For us, Arabica is all about flavour with character. Every growing region, every farm, every harvest can bring something new. That’s the beauty of it.


Robusta: Strong, bitter, and built for volume

Robusta has a different story. It’s thought to have originated in Uganda, and today makes up about 40% of global production. True to its name, Robusta is tough: it grows at lower altitudes, handles hotter climates, shrugs off pests, and produces bigger yields.

In the cup, it’s a different beast altogether:

  • Bold and bitter, with less acidity.

  • Higher in caffeine, which adds intensity but also harshness.

  • Lots of crema, which is why it’s popular in instant coffee and bulk espresso blends.

There are a few stand-out Robustas out there, but they’re rare. For the most part, Robusta is about scale and affordability, not nuance.


Why Arabica costs more — and why it’s worth it

Choosing Arabica isn’t about snobbery — it’s about taste. The extra you pay reflects the extra work it takes to grow: selective hand-picking, careful processing, smaller yields, micro-lot offerings. These are labour-intensive farms, often run by families who depend on fair prices to keep producing coffee year after year.

When you choose Arabica, you’re choosing:

  • A cup with complexity and character, not just caffeine.

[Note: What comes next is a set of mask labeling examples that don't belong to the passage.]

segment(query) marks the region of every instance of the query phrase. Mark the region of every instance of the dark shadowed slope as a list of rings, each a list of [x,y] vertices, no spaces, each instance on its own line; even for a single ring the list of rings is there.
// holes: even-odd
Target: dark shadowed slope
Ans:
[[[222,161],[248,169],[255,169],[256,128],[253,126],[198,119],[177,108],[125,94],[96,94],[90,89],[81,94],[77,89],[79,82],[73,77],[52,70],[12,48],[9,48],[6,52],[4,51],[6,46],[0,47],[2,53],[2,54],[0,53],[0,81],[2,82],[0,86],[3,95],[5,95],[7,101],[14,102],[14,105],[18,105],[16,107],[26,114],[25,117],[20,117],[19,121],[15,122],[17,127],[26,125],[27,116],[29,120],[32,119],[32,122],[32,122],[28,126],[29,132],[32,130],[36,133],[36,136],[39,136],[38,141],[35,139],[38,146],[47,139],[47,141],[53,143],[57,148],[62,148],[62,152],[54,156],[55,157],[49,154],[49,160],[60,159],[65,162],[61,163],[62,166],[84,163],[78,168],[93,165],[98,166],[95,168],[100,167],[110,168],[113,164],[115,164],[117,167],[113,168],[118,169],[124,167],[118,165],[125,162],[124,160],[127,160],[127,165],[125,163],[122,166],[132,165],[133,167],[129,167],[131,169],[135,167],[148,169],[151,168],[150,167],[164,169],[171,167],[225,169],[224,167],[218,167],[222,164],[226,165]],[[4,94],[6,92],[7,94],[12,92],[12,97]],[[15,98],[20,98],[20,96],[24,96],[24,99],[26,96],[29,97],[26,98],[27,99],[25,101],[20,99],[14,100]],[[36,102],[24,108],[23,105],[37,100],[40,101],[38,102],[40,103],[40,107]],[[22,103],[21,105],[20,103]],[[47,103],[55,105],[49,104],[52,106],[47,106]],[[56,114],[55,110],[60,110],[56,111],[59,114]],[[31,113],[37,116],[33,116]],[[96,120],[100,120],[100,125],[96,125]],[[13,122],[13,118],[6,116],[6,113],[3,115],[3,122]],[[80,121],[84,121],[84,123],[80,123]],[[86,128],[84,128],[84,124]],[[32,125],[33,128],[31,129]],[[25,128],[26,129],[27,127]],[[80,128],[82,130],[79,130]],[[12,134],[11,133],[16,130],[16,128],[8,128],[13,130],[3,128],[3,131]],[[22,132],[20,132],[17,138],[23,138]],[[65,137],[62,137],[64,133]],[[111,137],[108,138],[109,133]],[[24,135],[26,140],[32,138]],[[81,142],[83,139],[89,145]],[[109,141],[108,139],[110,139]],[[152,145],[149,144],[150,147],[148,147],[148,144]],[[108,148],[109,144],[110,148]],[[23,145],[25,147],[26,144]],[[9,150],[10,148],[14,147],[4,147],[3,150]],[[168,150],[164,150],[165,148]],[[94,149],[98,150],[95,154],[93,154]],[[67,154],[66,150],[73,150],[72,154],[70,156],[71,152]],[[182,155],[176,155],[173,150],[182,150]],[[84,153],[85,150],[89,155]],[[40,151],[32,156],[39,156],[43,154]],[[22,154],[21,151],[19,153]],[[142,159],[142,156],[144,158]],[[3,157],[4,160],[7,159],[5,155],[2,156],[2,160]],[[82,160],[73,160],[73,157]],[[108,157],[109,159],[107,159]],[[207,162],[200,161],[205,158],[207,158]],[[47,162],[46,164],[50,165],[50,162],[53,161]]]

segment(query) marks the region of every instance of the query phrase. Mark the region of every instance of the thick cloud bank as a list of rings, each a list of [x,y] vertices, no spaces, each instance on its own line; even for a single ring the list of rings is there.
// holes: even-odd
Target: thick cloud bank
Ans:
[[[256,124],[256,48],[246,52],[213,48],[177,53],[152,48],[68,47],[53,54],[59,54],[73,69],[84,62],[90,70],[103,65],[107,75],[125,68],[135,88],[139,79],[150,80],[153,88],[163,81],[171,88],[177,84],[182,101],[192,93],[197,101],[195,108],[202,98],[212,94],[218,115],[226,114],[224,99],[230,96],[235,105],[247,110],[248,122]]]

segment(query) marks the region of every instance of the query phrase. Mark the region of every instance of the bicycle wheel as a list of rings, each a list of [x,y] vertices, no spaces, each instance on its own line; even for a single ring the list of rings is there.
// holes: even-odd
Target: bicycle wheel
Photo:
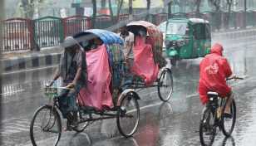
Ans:
[[[226,107],[226,102],[224,106],[224,110]],[[236,105],[234,100],[233,100],[232,104],[230,105],[229,108],[229,111],[233,114],[232,118],[225,118],[225,117],[221,117],[221,126],[222,126],[222,132],[223,134],[225,136],[230,136],[230,134],[233,132],[234,124],[235,124],[235,119],[236,119]]]
[[[167,101],[173,91],[173,78],[169,70],[165,70],[158,80],[158,95],[162,101]]]
[[[30,139],[33,145],[57,145],[62,135],[61,118],[55,109],[42,106],[30,124]]]
[[[126,95],[117,110],[116,123],[119,132],[124,137],[130,137],[136,131],[140,120],[140,108],[132,95]]]
[[[214,127],[215,114],[213,112],[216,113],[216,109],[208,107],[204,112],[203,119],[200,120],[199,137],[203,146],[212,145],[215,138],[216,127]]]

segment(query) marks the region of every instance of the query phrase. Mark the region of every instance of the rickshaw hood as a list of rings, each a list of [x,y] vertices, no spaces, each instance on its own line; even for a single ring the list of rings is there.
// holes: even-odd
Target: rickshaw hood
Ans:
[[[223,46],[222,45],[220,45],[219,43],[216,43],[213,46],[210,53],[211,54],[218,54],[219,56],[221,56],[221,51],[223,51]]]

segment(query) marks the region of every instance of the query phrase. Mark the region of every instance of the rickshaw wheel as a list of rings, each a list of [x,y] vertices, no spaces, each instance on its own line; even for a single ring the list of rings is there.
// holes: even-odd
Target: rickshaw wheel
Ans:
[[[140,108],[133,95],[126,95],[117,110],[116,123],[124,137],[130,137],[136,131],[140,120]]]
[[[158,95],[162,101],[170,100],[173,91],[173,78],[169,70],[165,70],[158,80]]]

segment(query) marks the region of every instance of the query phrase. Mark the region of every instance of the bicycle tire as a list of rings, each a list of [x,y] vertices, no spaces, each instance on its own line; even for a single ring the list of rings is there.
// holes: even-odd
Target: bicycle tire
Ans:
[[[46,111],[44,111],[46,110]],[[32,144],[35,146],[35,145],[37,145],[39,143],[40,144],[39,145],[42,145],[41,143],[48,143],[48,144],[45,144],[45,145],[52,145],[51,144],[51,137],[47,137],[46,139],[38,139],[37,138],[35,138],[35,134],[37,134],[37,132],[35,132],[35,128],[38,128],[38,126],[41,126],[41,128],[39,127],[39,129],[41,129],[39,131],[41,131],[43,135],[47,135],[45,134],[46,132],[49,132],[49,134],[54,134],[56,133],[56,135],[57,135],[57,139],[55,139],[55,142],[53,143],[53,145],[57,145],[61,139],[61,135],[62,135],[62,121],[61,121],[61,118],[60,118],[60,115],[58,114],[58,112],[57,111],[57,110],[55,109],[54,110],[55,111],[53,112],[53,114],[51,114],[52,113],[52,107],[49,107],[47,105],[44,105],[44,106],[41,106],[40,108],[38,108],[37,110],[37,111],[34,113],[33,114],[33,117],[31,120],[31,124],[30,124],[30,139],[31,139],[31,141],[32,141]],[[48,121],[48,124],[47,125],[43,125],[44,124],[44,119],[43,121],[41,120],[41,122],[39,122],[38,124],[37,123],[35,123],[36,122],[36,119],[37,119],[37,118],[39,117],[39,113],[42,113],[42,112],[45,112],[42,113],[42,115],[44,114],[44,119],[46,119],[46,116],[48,115],[48,114],[50,114],[49,117],[51,116],[54,116],[54,119],[53,119],[53,122],[52,122],[52,124],[51,124],[51,121],[50,119]],[[49,112],[49,113],[47,113]],[[40,117],[39,117],[40,118]],[[52,119],[52,118],[51,118]],[[46,123],[47,120],[45,120]],[[52,129],[55,124],[57,124],[57,130],[53,129],[50,132],[50,131],[44,131],[43,129],[42,129],[42,127],[43,128],[46,128],[46,127],[50,127],[50,129]],[[53,131],[53,132],[52,132]],[[42,138],[42,135],[39,136],[41,139]]]
[[[122,108],[126,106],[124,104],[127,104],[127,102],[126,103],[126,101],[127,101],[127,100],[130,100],[129,105],[128,105],[128,107],[126,108],[126,110],[124,110]],[[131,103],[131,101],[133,101],[133,103]],[[134,109],[131,109],[132,106],[135,106],[135,107]],[[124,113],[124,111],[126,111],[126,112]],[[133,116],[133,117],[135,118],[135,121],[134,125],[131,125],[132,127],[129,127],[127,125],[124,126],[121,124],[122,121],[124,121],[124,122],[128,121],[128,124],[130,123],[130,121],[131,121],[130,119],[132,117],[130,117],[131,114],[129,114],[129,113],[133,113],[133,112],[135,114],[135,116]],[[126,115],[124,116],[124,114],[126,114]],[[136,129],[137,129],[138,124],[139,124],[139,120],[140,120],[140,108],[139,108],[138,101],[134,97],[134,95],[127,95],[122,99],[122,100],[121,102],[121,106],[117,110],[116,123],[117,123],[117,128],[118,128],[120,134],[126,138],[129,138],[129,137],[132,136],[134,134],[134,133],[136,131]],[[128,132],[126,132],[126,129]]]
[[[213,114],[213,110],[214,112],[214,114]],[[208,138],[204,138],[204,134],[205,134],[205,132],[208,130],[206,129],[209,129],[209,127],[207,127],[207,125],[205,125],[205,121],[204,121],[204,117],[207,116],[209,113],[209,114],[211,115],[209,117],[209,125],[214,124],[214,120],[215,120],[215,117],[216,117],[216,112],[217,112],[217,109],[214,109],[211,106],[209,106],[206,110],[204,110],[204,112],[203,113],[203,119],[200,119],[200,125],[199,125],[199,139],[200,139],[200,143],[203,146],[211,146],[214,141],[215,139],[215,132],[213,131],[213,129],[211,128],[209,128],[209,130],[212,132],[211,135],[206,135],[204,137],[209,136],[209,139]],[[214,117],[214,119],[212,119]],[[209,126],[208,125],[208,126]],[[210,126],[209,126],[210,127]],[[209,142],[206,142],[207,139],[209,139]]]
[[[224,103],[224,106],[223,109],[223,111],[224,110],[226,107],[226,101]],[[231,135],[234,128],[234,124],[235,124],[235,119],[236,119],[236,105],[234,102],[234,100],[233,100],[229,108],[229,112],[233,114],[233,118],[232,119],[230,119],[229,118],[224,118],[223,116],[221,116],[221,126],[222,126],[222,133],[223,134],[224,134],[226,137],[229,137]],[[226,123],[228,123],[229,121],[232,122],[231,123],[231,127],[229,129],[226,129],[226,128],[228,128],[228,124],[225,124]]]
[[[163,75],[169,75],[169,76],[163,77]],[[168,78],[170,78],[169,81],[171,85],[163,85],[165,80],[162,80],[162,79],[164,79],[164,80],[167,79],[168,80]],[[166,80],[165,80],[165,82],[167,83]],[[167,85],[170,85],[170,86],[169,87]],[[161,90],[162,90],[161,88],[165,88],[165,92],[167,93],[168,95],[165,95],[165,93],[161,93]],[[171,95],[172,95],[173,89],[174,89],[174,82],[173,82],[172,74],[169,70],[165,70],[161,73],[160,78],[158,80],[157,91],[158,91],[158,95],[159,95],[160,99],[162,101],[169,100],[170,99]]]

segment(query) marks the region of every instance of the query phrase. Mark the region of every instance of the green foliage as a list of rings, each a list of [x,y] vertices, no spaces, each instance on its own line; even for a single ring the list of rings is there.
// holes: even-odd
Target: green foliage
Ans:
[[[38,17],[41,17],[45,12],[45,8],[49,6],[52,6],[57,2],[52,2],[52,0],[48,0],[47,2],[40,0],[39,2],[33,1],[30,4],[27,2],[27,5],[24,5],[25,2],[23,2],[23,5],[21,7],[22,3],[22,1],[21,0],[21,2],[19,2],[17,7],[17,11],[13,12],[12,15],[16,17],[25,16],[27,18],[32,19],[33,15],[31,15],[31,13],[37,13]]]

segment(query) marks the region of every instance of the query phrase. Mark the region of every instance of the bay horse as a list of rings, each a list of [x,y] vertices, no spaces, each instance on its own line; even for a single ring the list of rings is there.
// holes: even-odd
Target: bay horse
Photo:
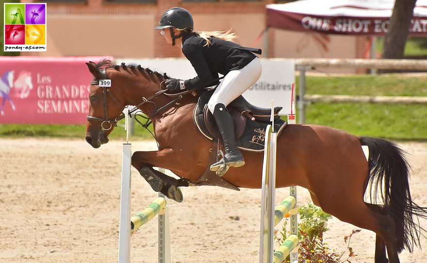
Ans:
[[[132,165],[156,191],[197,185],[215,150],[193,122],[199,94],[184,92],[173,99],[163,84],[169,77],[140,66],[113,66],[105,60],[86,65],[94,78],[86,141],[94,148],[107,143],[125,106],[137,105],[152,122],[159,150],[135,152]],[[100,87],[102,79],[111,80],[111,86]],[[364,145],[370,151],[367,161]],[[246,164],[230,169],[222,178],[237,187],[260,188],[263,155],[243,153]],[[405,153],[387,140],[323,126],[289,124],[277,140],[276,187],[308,189],[314,204],[325,212],[376,233],[376,263],[398,263],[402,249],[411,252],[414,246],[420,246],[425,230],[418,219],[427,214],[427,208],[411,198]],[[170,180],[153,166],[170,170],[181,179]],[[150,181],[156,177],[160,186]],[[372,203],[364,199],[367,189]]]

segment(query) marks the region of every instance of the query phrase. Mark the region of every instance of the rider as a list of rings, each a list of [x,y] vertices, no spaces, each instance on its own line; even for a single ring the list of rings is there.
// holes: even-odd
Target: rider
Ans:
[[[236,36],[231,30],[193,31],[191,14],[181,7],[173,7],[164,12],[159,26],[154,29],[162,30],[160,33],[167,43],[181,47],[197,73],[190,80],[168,80],[165,83],[170,91],[214,86],[218,82],[218,73],[224,76],[208,102],[225,148],[224,160],[211,165],[211,170],[222,176],[229,167],[244,165],[243,155],[236,146],[232,119],[226,107],[259,79],[261,63],[253,53],[261,54],[261,49],[242,47],[231,42]]]

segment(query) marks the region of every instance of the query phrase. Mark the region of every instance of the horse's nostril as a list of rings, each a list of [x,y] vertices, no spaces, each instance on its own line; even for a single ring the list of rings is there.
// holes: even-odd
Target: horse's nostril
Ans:
[[[86,141],[87,142],[87,143],[92,145],[92,138],[90,136],[86,136]]]

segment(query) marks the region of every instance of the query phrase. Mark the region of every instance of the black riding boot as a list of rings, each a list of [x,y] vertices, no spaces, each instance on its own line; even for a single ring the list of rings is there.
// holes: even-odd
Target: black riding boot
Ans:
[[[243,155],[236,146],[234,125],[231,115],[222,103],[215,105],[214,118],[225,148],[224,160],[221,160],[211,166],[211,170],[222,176],[230,167],[239,167],[245,164]]]

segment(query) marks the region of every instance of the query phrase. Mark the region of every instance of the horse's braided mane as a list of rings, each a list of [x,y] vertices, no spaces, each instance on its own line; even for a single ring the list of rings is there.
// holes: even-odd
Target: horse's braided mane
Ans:
[[[111,64],[111,61],[108,59],[103,59],[102,60],[98,62],[96,64],[96,65],[95,65],[95,68],[98,71],[99,71],[99,69],[102,68],[114,68],[114,69],[116,70],[119,71],[120,70],[120,68],[123,68],[125,70],[127,70],[128,67],[132,70],[137,69],[141,73],[143,73],[145,72],[148,74],[153,74],[160,79],[168,80],[170,79],[170,78],[168,76],[167,76],[166,73],[164,73],[162,74],[162,73],[160,73],[157,71],[153,71],[148,67],[147,67],[147,68],[144,68],[141,67],[141,65],[138,65],[137,66],[135,66],[134,65],[126,66],[125,63],[122,63],[120,65],[113,65]]]

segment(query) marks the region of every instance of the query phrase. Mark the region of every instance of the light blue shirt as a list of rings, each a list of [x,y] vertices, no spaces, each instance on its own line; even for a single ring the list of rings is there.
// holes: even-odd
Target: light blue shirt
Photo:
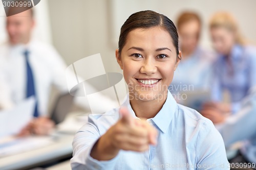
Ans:
[[[212,96],[214,100],[221,102],[223,90],[227,90],[235,112],[249,89],[256,85],[256,49],[236,45],[230,56],[231,65],[226,57],[220,56],[214,65]]]
[[[129,99],[122,106],[138,118]],[[177,104],[169,91],[161,110],[147,120],[158,131],[156,146],[144,152],[121,150],[109,161],[91,157],[95,142],[119,118],[118,108],[89,116],[73,142],[72,169],[229,169],[223,139],[212,123]]]
[[[215,58],[213,53],[198,47],[190,56],[182,59],[169,86],[172,93],[208,90],[211,73],[210,66]]]
[[[242,153],[251,163],[256,164],[256,87],[241,105],[236,114],[216,127],[227,148],[236,142],[244,141]]]

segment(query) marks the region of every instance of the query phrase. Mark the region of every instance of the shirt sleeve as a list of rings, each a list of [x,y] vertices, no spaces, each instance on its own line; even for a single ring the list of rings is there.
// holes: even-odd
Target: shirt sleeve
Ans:
[[[211,122],[205,122],[198,135],[196,146],[197,169],[229,169],[225,145]]]
[[[214,101],[219,102],[222,100],[222,91],[219,77],[219,74],[218,71],[218,68],[220,68],[219,63],[220,61],[218,60],[215,63],[211,68],[211,76],[212,78],[211,81],[211,99]]]
[[[249,55],[251,59],[250,63],[250,72],[249,87],[251,88],[256,86],[256,49],[253,48],[251,50]]]
[[[228,117],[225,123],[216,126],[227,147],[255,135],[255,116],[256,94],[254,93],[244,99],[241,109],[236,114]]]
[[[76,134],[73,142],[72,169],[114,169],[118,155],[109,161],[99,161],[90,156],[91,151],[100,137],[99,129],[89,116],[89,123]]]
[[[2,68],[0,69],[0,109],[12,108],[14,103],[11,99],[11,89],[8,85],[5,74]]]

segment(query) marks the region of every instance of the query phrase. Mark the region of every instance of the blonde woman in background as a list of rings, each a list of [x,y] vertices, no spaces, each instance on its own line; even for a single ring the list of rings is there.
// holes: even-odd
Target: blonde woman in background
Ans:
[[[256,85],[256,49],[242,38],[234,18],[220,12],[210,19],[210,32],[214,48],[218,53],[214,65],[213,101],[206,103],[201,113],[214,123],[223,122],[223,113],[233,114],[241,108],[241,101]],[[230,104],[224,104],[227,91]]]

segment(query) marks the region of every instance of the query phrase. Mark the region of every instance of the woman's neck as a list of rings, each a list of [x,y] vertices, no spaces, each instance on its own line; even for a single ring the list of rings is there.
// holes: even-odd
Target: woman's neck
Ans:
[[[150,118],[155,117],[162,109],[167,99],[167,94],[164,94],[163,99],[156,99],[152,101],[144,101],[132,98],[130,103],[136,116],[139,118]]]

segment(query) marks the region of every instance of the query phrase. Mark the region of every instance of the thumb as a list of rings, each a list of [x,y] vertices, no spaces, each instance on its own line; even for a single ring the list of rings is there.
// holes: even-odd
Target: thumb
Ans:
[[[121,122],[129,125],[133,124],[133,118],[130,114],[129,111],[126,107],[120,108],[119,112]]]

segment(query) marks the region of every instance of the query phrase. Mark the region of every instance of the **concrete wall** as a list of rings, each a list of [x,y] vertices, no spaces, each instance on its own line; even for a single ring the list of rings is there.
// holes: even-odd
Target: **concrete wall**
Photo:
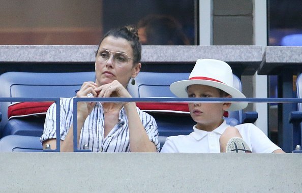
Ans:
[[[1,153],[0,192],[300,192],[302,154]]]
[[[213,45],[253,45],[253,0],[213,0]],[[243,76],[243,92],[253,97],[252,77]],[[246,111],[253,110],[249,104]]]

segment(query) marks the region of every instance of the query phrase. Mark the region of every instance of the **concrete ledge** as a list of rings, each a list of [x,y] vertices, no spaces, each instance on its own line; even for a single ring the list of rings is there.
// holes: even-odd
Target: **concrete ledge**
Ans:
[[[259,75],[278,75],[298,72],[302,64],[302,46],[266,46],[265,57],[258,71]]]
[[[1,192],[299,192],[302,154],[1,153]]]

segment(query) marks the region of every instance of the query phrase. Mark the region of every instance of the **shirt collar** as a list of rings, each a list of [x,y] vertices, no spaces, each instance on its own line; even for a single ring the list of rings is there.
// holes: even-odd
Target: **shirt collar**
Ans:
[[[225,120],[223,121],[222,123],[219,127],[215,128],[212,132],[206,132],[205,131],[198,130],[196,127],[196,125],[195,125],[193,126],[193,130],[194,130],[194,132],[191,133],[190,135],[197,141],[203,138],[204,137],[207,135],[208,133],[210,132],[214,132],[221,135],[223,132],[224,132],[226,128],[228,126]]]

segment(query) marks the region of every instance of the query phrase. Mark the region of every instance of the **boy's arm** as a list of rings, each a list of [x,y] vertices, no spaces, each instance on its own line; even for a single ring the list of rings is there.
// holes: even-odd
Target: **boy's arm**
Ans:
[[[168,137],[166,139],[166,142],[163,146],[161,153],[178,153],[178,151],[171,137]]]

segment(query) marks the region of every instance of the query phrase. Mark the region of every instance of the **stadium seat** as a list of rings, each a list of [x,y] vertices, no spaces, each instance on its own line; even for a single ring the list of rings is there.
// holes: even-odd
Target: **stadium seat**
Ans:
[[[10,135],[0,139],[0,152],[42,152],[39,137]]]
[[[75,95],[84,81],[94,81],[95,77],[94,72],[7,72],[0,75],[0,97],[72,97]],[[40,136],[43,132],[44,119],[32,115],[28,118],[15,116],[9,120],[8,109],[12,103],[0,103],[2,113],[0,137],[10,135]]]
[[[297,77],[296,83],[297,87],[297,97],[299,99],[302,99],[302,75],[300,74]],[[289,115],[289,122],[292,123],[292,145],[293,152],[295,153],[302,153],[301,150],[295,150],[295,147],[297,145],[301,146],[302,145],[302,103],[299,103],[297,104],[297,109],[296,111],[292,111]]]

  • A supply chain that values growers and their craft.

  • A coffee that rewards time, effort, and care.

It’s quality over quantity, every time.

The bigger picture

Both Arabica and Robusta grow within the “coffee belt” — the regions around the equator where the climate is just right. Brazil dominates production of both, with industrial-scale farms producing huge yields. In contrast, countries like Colombia and Ethiopia rely on smaller farms, often perched on mountain slopes, where Arabica is grown more traditionally and harvested by hand.

Looking ahead, climate change and rising demand may shift the balance further towards Robusta. It’s more resilient, and easier to produce at scale.

But for us, the choice remains clear: Arabica is where you find flavour worth savouring.